Friday, March 1, 2013

The End of Theism

God is, by definition, ultimate reality. And one cannot argue whether ultimate reality exists. One can only ask what ultimate reality is like - whether, for instance, in the last analysis what lies at the heart of things and governs their working is to be described in personal or impersonal categories. Thus the fundamental theological question consists not in establishing the 'existence' of God as a separate entity but in pressing through in ultimate concern to what Tillich calls 'the ground of our being.'

The traditional formulation of Christianity has been in terms of what Tillich calls 'supernaturalism'. According to this way of thinking, which is what we have all been brought up to, God is posited as the 'highest Being' - out there, above and beyond the world, existing in his own right alongside and over against his creation. It is difficult to criticize this way of thinking without appearing to threaten the entire fabric of Christianity - so interwoven is it in the warp and woof of our thinking. Those who reject Christianity do so on the basis that the existence of God as a separate entity can be dismissed as superfluous; for the world may be explained just as adequately without positing such a Being. But with 'God' bowing out of the modern mind, the God of supernaturalism, the question is how far Christianity is ultimately committed to this way of thinking.

In the last century a painful but decisive step forward was taken in the recognition that the Bible does contain myth and that this is an important form of religious truth. It was gradually acknowledged, by all except fundamentalists, that the Genesis stories of the creation and the fall were representations of the deepest truths about man and the universe in the form of myth rather than history, and were none the less valid for that. Indeed, it was essential to the defence of Christian truth to recognize and assert that these stories were not history, and not therefore in competition with the alternative accounts of anthropology or cosmology. The centre of todays debate is concerned not with the relation of particular myths to history, but with how far Christianity is committed to a mythological, or supranaturalist, picture of the universe at all. Is it necessary for the Biblical faith to be expressed in terms of this worldview, which in its way is as primitive philosophically as the Genesis stories are primitive scientifically?

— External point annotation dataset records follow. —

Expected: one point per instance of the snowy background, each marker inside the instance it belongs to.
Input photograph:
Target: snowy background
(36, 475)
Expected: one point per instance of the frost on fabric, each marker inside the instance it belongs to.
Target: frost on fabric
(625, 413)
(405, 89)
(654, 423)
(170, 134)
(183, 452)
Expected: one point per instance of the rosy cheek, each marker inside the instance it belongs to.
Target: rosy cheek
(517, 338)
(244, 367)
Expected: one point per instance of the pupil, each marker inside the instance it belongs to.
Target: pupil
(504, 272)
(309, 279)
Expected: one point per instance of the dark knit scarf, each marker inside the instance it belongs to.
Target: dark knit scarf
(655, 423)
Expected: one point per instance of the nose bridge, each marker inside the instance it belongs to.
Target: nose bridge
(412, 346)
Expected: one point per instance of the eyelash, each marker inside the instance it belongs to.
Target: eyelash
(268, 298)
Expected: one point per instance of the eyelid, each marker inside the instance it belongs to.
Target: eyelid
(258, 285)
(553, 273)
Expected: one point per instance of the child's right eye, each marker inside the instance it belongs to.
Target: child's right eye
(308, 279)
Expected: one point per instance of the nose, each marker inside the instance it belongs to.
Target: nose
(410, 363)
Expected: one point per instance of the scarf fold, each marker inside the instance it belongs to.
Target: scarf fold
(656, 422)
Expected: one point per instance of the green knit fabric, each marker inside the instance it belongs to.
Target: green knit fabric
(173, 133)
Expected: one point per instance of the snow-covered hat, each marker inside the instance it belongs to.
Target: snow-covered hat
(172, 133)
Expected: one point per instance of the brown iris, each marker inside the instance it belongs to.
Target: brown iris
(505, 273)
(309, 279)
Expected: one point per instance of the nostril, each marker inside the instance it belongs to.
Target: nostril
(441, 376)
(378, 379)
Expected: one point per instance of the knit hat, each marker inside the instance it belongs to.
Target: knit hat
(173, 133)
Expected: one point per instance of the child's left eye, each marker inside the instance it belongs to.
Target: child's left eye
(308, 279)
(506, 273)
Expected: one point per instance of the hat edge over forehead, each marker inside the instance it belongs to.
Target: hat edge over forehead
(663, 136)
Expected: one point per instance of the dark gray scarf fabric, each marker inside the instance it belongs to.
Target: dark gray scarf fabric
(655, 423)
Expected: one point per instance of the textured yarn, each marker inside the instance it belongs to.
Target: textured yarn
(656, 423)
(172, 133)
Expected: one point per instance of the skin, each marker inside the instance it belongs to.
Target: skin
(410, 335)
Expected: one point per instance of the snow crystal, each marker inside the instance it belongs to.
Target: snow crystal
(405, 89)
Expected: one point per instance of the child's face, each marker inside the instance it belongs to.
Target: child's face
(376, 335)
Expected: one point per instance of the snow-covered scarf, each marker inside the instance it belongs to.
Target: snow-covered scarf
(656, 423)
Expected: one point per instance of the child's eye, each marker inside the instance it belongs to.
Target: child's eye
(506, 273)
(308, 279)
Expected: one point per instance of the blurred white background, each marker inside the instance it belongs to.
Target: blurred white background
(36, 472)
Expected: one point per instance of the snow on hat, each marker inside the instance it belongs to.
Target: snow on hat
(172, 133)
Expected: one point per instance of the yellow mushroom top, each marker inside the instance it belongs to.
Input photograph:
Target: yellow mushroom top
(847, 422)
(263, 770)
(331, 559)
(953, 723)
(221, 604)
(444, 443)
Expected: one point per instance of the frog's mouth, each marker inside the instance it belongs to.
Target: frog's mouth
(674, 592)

Bultmann maintains that the mythological language is not describing a supranatural transaction of any kind but is an attempt to express the real depth, dimension and significance of the historical event of Jesus Christ. In this person and event there was something of ultimate, unconditional significance for human life-and that, translated into the mythological view of the world, comes out as 'God' (a Being up there) 'sending' (to 'this' world) his only begotten 'Son'. The transcendental significance of the historical event is 'objectivized' as a suprantural transaction.

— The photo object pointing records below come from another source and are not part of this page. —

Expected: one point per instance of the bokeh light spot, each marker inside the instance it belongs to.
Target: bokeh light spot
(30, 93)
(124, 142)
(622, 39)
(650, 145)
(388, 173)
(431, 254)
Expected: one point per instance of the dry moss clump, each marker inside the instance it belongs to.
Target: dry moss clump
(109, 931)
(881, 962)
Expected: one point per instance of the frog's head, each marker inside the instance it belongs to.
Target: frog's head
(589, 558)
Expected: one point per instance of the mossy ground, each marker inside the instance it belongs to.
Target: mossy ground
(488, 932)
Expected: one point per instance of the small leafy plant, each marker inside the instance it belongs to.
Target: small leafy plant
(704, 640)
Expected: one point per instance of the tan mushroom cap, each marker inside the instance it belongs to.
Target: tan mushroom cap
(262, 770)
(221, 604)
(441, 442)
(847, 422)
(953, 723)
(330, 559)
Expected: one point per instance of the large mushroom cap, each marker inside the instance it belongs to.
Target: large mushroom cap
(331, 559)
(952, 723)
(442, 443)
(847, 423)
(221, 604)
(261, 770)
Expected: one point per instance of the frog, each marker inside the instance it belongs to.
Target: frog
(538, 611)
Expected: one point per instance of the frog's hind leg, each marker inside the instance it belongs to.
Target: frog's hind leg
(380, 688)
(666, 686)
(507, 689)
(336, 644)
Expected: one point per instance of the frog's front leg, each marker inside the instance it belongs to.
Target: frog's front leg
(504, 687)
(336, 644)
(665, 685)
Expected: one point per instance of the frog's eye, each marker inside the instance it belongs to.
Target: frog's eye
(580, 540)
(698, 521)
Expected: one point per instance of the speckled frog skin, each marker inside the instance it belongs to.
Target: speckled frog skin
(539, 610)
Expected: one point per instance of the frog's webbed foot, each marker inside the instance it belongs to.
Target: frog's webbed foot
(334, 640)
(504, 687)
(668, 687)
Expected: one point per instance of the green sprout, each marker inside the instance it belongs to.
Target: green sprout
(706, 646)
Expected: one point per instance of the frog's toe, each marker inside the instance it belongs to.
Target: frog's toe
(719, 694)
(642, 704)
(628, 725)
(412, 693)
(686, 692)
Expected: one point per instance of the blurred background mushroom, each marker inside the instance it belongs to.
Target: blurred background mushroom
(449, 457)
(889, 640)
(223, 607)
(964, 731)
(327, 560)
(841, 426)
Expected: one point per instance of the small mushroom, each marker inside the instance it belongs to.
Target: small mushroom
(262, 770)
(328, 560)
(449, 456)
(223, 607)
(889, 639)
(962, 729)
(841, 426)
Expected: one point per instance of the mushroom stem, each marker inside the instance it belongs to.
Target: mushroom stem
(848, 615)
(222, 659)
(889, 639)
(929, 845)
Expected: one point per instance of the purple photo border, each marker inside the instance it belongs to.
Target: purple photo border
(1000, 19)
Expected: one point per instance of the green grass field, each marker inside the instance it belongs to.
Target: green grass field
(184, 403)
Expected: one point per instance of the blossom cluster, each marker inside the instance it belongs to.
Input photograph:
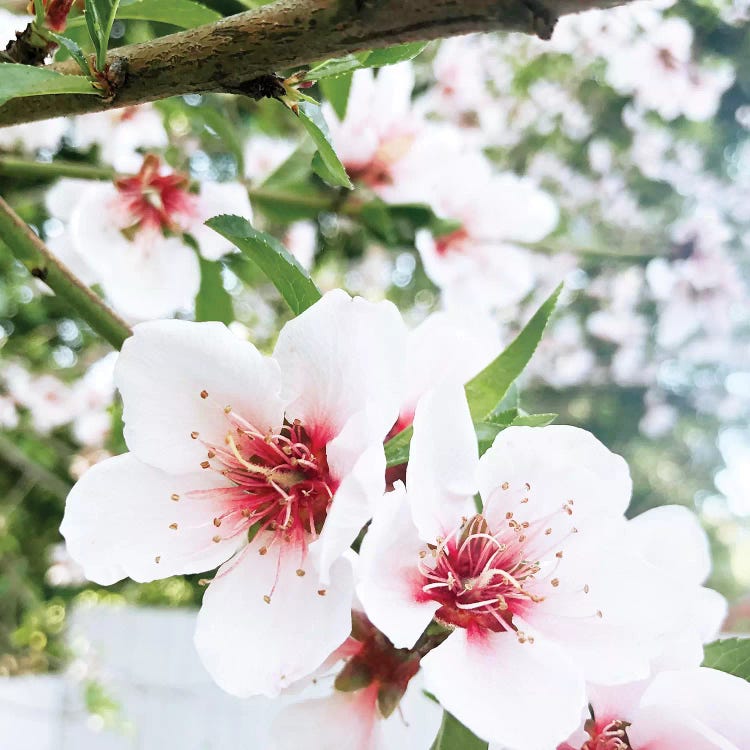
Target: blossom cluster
(509, 586)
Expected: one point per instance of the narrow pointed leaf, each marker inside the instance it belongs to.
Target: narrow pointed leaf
(186, 14)
(488, 388)
(281, 268)
(332, 169)
(213, 301)
(397, 448)
(25, 80)
(730, 655)
(455, 736)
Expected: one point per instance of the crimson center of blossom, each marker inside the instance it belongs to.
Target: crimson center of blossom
(479, 580)
(153, 200)
(610, 736)
(485, 577)
(281, 483)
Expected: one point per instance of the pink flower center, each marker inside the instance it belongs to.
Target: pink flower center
(281, 483)
(450, 243)
(483, 577)
(378, 172)
(152, 200)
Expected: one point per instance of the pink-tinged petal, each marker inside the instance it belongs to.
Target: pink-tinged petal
(341, 720)
(390, 586)
(709, 613)
(443, 457)
(122, 520)
(176, 378)
(661, 729)
(339, 356)
(218, 198)
(717, 700)
(671, 538)
(537, 470)
(518, 695)
(264, 626)
(356, 457)
(608, 610)
(414, 724)
(151, 280)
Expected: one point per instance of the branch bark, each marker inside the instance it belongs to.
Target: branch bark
(226, 55)
(42, 264)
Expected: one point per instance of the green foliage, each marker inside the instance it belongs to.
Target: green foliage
(24, 80)
(397, 448)
(487, 389)
(379, 58)
(213, 302)
(281, 268)
(326, 163)
(183, 13)
(100, 15)
(730, 655)
(455, 736)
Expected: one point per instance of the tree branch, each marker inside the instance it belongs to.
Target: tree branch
(226, 55)
(42, 264)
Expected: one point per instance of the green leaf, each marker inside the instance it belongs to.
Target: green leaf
(294, 169)
(397, 448)
(213, 301)
(730, 655)
(183, 13)
(488, 388)
(339, 66)
(74, 51)
(336, 91)
(100, 15)
(488, 430)
(333, 170)
(282, 268)
(455, 736)
(25, 80)
(392, 55)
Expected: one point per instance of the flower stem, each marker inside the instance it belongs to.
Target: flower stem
(18, 167)
(42, 264)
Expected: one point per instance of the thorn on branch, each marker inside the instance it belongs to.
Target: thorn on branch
(112, 78)
(543, 21)
(39, 273)
(269, 86)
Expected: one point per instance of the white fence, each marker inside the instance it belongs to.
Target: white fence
(145, 660)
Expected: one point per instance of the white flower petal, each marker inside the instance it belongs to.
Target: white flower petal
(341, 720)
(445, 348)
(662, 729)
(518, 695)
(557, 464)
(443, 457)
(415, 724)
(161, 373)
(121, 521)
(719, 701)
(390, 582)
(671, 538)
(340, 355)
(251, 646)
(218, 198)
(356, 456)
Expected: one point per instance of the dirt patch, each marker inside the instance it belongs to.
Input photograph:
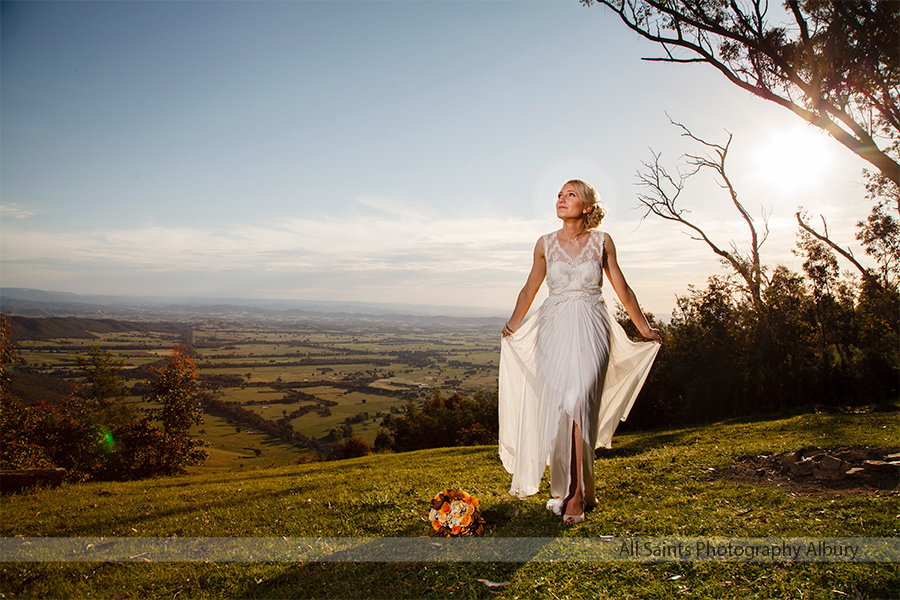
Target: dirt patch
(863, 471)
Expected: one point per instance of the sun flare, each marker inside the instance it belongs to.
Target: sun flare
(795, 159)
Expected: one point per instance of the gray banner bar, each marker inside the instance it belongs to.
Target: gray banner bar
(433, 549)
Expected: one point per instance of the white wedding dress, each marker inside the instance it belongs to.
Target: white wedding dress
(569, 363)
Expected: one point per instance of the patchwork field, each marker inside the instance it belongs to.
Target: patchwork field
(321, 379)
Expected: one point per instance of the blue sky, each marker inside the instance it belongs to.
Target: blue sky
(374, 151)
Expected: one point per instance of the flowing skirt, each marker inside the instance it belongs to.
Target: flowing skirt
(568, 364)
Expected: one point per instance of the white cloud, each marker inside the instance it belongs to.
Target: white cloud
(12, 210)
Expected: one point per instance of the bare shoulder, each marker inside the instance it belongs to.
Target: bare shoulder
(539, 246)
(608, 244)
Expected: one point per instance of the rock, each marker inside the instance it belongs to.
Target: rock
(879, 466)
(791, 458)
(804, 467)
(831, 463)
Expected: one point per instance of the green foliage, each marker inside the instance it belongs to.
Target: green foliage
(353, 447)
(815, 340)
(104, 394)
(9, 354)
(452, 421)
(650, 484)
(92, 435)
(175, 387)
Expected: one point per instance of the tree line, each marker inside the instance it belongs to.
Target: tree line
(94, 433)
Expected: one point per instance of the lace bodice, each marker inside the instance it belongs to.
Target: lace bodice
(578, 277)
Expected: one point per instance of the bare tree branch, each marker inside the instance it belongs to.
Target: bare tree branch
(823, 237)
(760, 58)
(662, 201)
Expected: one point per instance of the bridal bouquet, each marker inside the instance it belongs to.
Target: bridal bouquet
(456, 513)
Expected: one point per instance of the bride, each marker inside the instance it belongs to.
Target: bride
(569, 374)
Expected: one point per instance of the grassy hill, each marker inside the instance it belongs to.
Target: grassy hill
(663, 483)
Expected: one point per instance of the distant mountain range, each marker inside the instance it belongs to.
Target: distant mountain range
(29, 302)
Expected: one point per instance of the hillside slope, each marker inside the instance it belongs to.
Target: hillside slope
(665, 483)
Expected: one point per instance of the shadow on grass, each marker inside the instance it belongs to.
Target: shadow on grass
(385, 580)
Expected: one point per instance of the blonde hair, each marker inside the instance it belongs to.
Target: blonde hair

Bonhoeffer then puts forward the startling paradox of a non-religious understanding of God. Like chidren outgrowing the secure religious, moral and intellectual framework of the home in which 'daddy' is always in the background, 'God' is teaching us that we must live as men who can get along very well without him.

Theism as ordinarily understood 'has made God a heavenly, completely perfect person who resides above the world and mankind. Can God be rehabilitated, or is the whole conception of that sort of a God, 'up there', 'out there', a projection, an idol, that can and should be torn down?

If Christianity is to survive, let alone to recapture 'secular' man, there is no time to lose in detaching it from this scheme of thought, from this particular theology or logos about theos, and thinking hard about what we should put in its place.